另一只眼看梁山

第17章


 
  而施耐庵在解决女人时,无一例外的采取的都是剖取心肝。这让我怀疑他带有某种程度上的恋母情结。先看武松。那潘金莲被武松腦揪倒來: 
  “兩隻脚踏住他兩隻肐膊,扯開胸脯衣裳。說時遲,那時快,把尖刀去胸前只一剜,口裡銜着刀,雙手去斡開胸脯,取出心肝五臟,供養在靈前。肐查一刀,便割下那婦人頭來,血流滿地。” 
  这是多么的酣畅淋漓,惊心动魄!从中不难看出,武松实际上也就是个性压抑者。有时做男人的确是很累的。倘若将武大的事迹往仁义上靠,那么,我觉得,这仁义不要也罢! 
  还有更精彩的,就是在翠屏山上,杨雄将潘巧云“一刀從心窩裏直割到小肚子上,取出心肝五臟,掛在松樹上。” 
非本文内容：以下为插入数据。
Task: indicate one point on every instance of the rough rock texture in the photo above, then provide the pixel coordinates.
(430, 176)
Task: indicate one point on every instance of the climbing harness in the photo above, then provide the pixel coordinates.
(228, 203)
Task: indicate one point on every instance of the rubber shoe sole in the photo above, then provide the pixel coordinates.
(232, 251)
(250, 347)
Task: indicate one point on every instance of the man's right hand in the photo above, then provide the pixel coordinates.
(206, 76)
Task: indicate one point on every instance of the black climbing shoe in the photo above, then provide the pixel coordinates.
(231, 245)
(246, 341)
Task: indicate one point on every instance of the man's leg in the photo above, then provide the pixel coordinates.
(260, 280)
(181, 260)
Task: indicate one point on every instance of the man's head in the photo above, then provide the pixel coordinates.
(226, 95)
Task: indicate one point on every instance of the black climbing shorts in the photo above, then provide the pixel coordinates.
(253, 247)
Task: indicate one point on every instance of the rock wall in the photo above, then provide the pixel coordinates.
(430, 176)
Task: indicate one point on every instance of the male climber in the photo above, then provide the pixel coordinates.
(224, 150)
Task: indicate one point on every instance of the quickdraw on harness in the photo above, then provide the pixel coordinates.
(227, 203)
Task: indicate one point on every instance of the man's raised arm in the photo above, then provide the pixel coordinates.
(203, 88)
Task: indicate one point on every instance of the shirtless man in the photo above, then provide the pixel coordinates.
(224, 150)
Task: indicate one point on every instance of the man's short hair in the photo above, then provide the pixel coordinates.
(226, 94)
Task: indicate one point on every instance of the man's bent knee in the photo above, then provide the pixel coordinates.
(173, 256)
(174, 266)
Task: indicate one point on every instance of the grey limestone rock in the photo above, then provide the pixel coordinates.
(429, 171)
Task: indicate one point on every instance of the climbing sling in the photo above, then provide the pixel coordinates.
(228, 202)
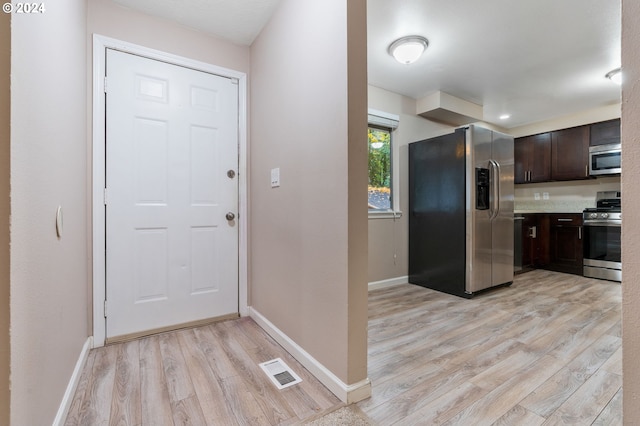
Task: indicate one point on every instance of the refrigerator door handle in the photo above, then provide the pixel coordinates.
(495, 183)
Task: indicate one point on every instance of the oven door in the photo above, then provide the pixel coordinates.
(602, 253)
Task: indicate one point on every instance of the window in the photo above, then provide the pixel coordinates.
(382, 184)
(380, 197)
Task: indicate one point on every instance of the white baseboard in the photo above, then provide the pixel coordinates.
(347, 393)
(63, 410)
(388, 283)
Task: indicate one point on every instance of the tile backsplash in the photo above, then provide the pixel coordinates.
(562, 197)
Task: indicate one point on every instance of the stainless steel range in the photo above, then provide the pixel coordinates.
(602, 226)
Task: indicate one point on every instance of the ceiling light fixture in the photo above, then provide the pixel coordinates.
(408, 49)
(615, 76)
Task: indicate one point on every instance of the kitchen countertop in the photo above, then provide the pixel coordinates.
(545, 212)
(552, 206)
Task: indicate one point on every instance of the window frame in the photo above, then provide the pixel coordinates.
(381, 120)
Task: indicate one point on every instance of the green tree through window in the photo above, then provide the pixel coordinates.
(379, 169)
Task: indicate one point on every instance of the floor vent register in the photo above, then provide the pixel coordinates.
(280, 374)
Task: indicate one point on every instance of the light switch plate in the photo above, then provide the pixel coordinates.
(275, 177)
  这样好像还不太畅快,楊雄又將這婦人“七事件分開了,將頭面衣服都拴在包裹裡了。” 
  从这里不难看出施耐庵的价值标准:倘若一件美好的东西,你要是得不到,那么就将它毁灭!强盗的本质,便是如此。 
  很多男人其实都是为了女人活着的,因此他们根本受不了女人对自己的背叛。 
  像李师师,倒是惬意的作了女人该做的事。她至少可以选择自己喜欢的男人。她是皇帝的情人,后来,她又想做燕青的情人。我设想,在金国人攻进汴京之后,李师师的下落,是不是该着落在消隐的燕青身上呢?! 
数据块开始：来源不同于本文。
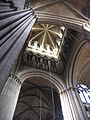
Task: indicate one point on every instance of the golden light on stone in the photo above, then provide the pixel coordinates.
(46, 40)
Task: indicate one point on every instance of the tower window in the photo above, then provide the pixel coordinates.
(84, 93)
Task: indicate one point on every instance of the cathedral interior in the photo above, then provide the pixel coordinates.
(44, 59)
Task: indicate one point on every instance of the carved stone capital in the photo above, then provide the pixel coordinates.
(68, 89)
(13, 76)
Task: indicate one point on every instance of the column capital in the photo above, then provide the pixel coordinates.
(67, 89)
(13, 76)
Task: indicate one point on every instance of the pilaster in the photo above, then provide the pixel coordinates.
(9, 97)
(72, 106)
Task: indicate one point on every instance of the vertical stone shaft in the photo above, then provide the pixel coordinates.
(72, 108)
(15, 27)
(9, 97)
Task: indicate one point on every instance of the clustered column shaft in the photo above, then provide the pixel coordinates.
(14, 29)
(72, 106)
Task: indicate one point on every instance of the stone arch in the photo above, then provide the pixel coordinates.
(27, 73)
(81, 49)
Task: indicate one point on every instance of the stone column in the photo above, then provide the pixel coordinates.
(72, 106)
(14, 30)
(9, 97)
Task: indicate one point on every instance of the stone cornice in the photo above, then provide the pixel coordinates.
(14, 77)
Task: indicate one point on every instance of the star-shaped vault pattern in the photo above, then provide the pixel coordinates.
(46, 40)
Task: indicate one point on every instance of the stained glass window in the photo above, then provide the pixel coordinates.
(84, 93)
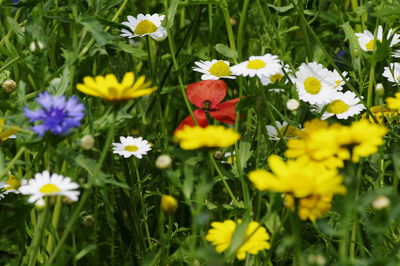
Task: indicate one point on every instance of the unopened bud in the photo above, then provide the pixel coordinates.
(87, 142)
(9, 85)
(218, 155)
(88, 220)
(163, 161)
(292, 104)
(381, 202)
(40, 204)
(168, 204)
(379, 89)
(36, 46)
(356, 52)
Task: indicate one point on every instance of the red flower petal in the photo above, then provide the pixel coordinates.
(206, 90)
(200, 116)
(226, 112)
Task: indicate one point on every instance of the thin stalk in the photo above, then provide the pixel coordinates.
(222, 178)
(38, 235)
(141, 197)
(86, 193)
(54, 223)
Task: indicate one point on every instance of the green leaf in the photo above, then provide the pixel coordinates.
(226, 51)
(96, 29)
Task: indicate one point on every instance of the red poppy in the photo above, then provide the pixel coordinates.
(207, 95)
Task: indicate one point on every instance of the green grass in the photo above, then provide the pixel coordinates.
(118, 220)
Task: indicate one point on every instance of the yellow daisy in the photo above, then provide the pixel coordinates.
(107, 87)
(191, 138)
(255, 239)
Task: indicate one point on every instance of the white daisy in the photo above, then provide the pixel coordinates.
(339, 82)
(287, 131)
(343, 106)
(315, 84)
(131, 146)
(259, 66)
(45, 185)
(214, 69)
(145, 25)
(366, 39)
(392, 72)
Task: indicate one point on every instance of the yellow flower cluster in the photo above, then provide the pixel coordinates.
(310, 177)
(383, 114)
(191, 138)
(254, 240)
(108, 88)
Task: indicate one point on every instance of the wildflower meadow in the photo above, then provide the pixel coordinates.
(199, 132)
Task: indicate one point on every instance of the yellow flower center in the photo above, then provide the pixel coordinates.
(131, 148)
(312, 85)
(145, 26)
(276, 77)
(289, 131)
(49, 188)
(256, 64)
(220, 69)
(337, 107)
(12, 182)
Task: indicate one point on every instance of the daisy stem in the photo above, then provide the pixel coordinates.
(227, 18)
(38, 235)
(86, 193)
(333, 64)
(371, 85)
(12, 162)
(222, 177)
(146, 226)
(176, 67)
(54, 223)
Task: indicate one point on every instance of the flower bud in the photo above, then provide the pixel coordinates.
(35, 45)
(292, 104)
(88, 220)
(381, 202)
(356, 52)
(9, 85)
(87, 142)
(163, 161)
(168, 204)
(379, 89)
(40, 204)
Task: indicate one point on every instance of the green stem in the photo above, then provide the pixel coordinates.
(222, 178)
(38, 235)
(141, 197)
(176, 67)
(371, 85)
(54, 223)
(86, 193)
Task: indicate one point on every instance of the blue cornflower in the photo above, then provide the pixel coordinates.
(57, 114)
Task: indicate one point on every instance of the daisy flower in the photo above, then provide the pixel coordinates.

  作为女人,在北宋年代,在施耐庵的笔下,是没有什么更好的理由出嫁的!        
三十、双鞭呼延灼    
  想说呼延灼,首先得提一下在水浒中只被提及一次的他的先人呼延瓒(赞?)。 
  据《宋史》记载:“呼延赞,并州太原人。父琮,周淄州马步都指挥使。赞少为骁骑卒,太祖以其材勇,补东班长,入承旨,迁骁雄军使。从王全斌讨西川,身当前锋,中数创,以功补副指挥使。太平兴国初,太宗亲选军校,以赞为铁骑军指挥使。从征太原,先登乘城,及堞而坠者数四,面赐金帛奖之。七年,从崔翰戍定州,翰言其勇,擢为马军副都军头,稍迁内员寮直都虞候。” 
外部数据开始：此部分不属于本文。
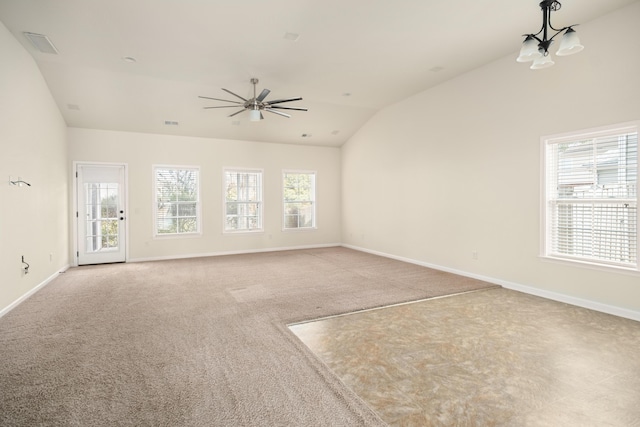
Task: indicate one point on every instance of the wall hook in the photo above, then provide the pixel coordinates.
(26, 268)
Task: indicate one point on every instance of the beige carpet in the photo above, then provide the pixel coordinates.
(196, 342)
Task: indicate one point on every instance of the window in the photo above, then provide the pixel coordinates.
(243, 200)
(177, 206)
(299, 190)
(591, 198)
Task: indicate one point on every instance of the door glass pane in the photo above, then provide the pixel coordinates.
(102, 222)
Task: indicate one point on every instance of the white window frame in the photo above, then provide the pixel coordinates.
(177, 234)
(313, 201)
(549, 197)
(260, 201)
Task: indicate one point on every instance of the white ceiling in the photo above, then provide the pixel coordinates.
(378, 51)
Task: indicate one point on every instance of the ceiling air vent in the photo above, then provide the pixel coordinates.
(42, 43)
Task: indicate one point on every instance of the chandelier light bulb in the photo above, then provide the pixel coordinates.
(529, 50)
(569, 44)
(544, 61)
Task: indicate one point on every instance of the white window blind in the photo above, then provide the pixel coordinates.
(299, 197)
(243, 200)
(177, 207)
(591, 197)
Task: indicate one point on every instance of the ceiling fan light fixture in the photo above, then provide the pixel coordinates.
(254, 115)
(257, 104)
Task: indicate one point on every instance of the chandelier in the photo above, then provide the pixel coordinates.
(536, 49)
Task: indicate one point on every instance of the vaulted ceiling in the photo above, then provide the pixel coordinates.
(133, 65)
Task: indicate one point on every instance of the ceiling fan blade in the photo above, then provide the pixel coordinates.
(237, 112)
(263, 94)
(288, 108)
(221, 106)
(278, 101)
(236, 95)
(277, 112)
(218, 99)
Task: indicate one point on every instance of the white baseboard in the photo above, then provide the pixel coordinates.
(555, 296)
(241, 252)
(33, 291)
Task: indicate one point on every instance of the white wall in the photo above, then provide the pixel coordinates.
(456, 169)
(33, 220)
(141, 151)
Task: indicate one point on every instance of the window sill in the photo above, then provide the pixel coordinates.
(299, 230)
(177, 236)
(240, 232)
(591, 265)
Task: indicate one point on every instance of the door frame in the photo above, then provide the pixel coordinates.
(74, 206)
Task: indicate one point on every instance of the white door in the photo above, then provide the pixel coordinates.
(101, 213)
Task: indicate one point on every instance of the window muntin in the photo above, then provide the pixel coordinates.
(243, 200)
(591, 197)
(177, 200)
(299, 200)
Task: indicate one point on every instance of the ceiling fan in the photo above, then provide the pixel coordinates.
(257, 104)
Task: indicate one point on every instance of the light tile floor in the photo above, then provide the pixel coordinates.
(488, 358)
  他应该算是宋太祖赵匡胤到宋仁宗时代的名将。他使用的兵器,是铁鞭跟枣槊。中国民间通俗文学一贯具有浓厚的传承色彩,它的审美趣味,热衷追求的是角色甚至道具的认同,而不是求新,求异。这使他的文化群,在最简单的话语的鼓励与潜移默化中,始终保持着一种倔强的精神。这是任何高深的学问,都难以做到的事。也许,这一点看看中国人对日本人的形象的根深蒂固的理解,就可以知道了。 
  像呼延瓒的铁鞭,到了呼延灼手里时,摇身一变,成了竹节熟铜鞭。而他的枣木槊,则成了呼延灼力荐的“百胜将军”韩韬的贴身兵器。 
  而在《说唐》中,尉迟恭的贴身兵器,便是双鞭加长枪。他与秦琼的著名的“三鞭换两锏”的故事,几乎成了《说唐》中的经典。秦琼跟尉迟恭的形象,后来成了民间的门神,祭灶那天,民间老百姓将两人贴在门板上,希望获得心理上的安全感。在福州话中,“锏”与“钱”同音。福州话是古汉语的活化石,我胡乱猜测一下,想来大家也有发利市的意识吧。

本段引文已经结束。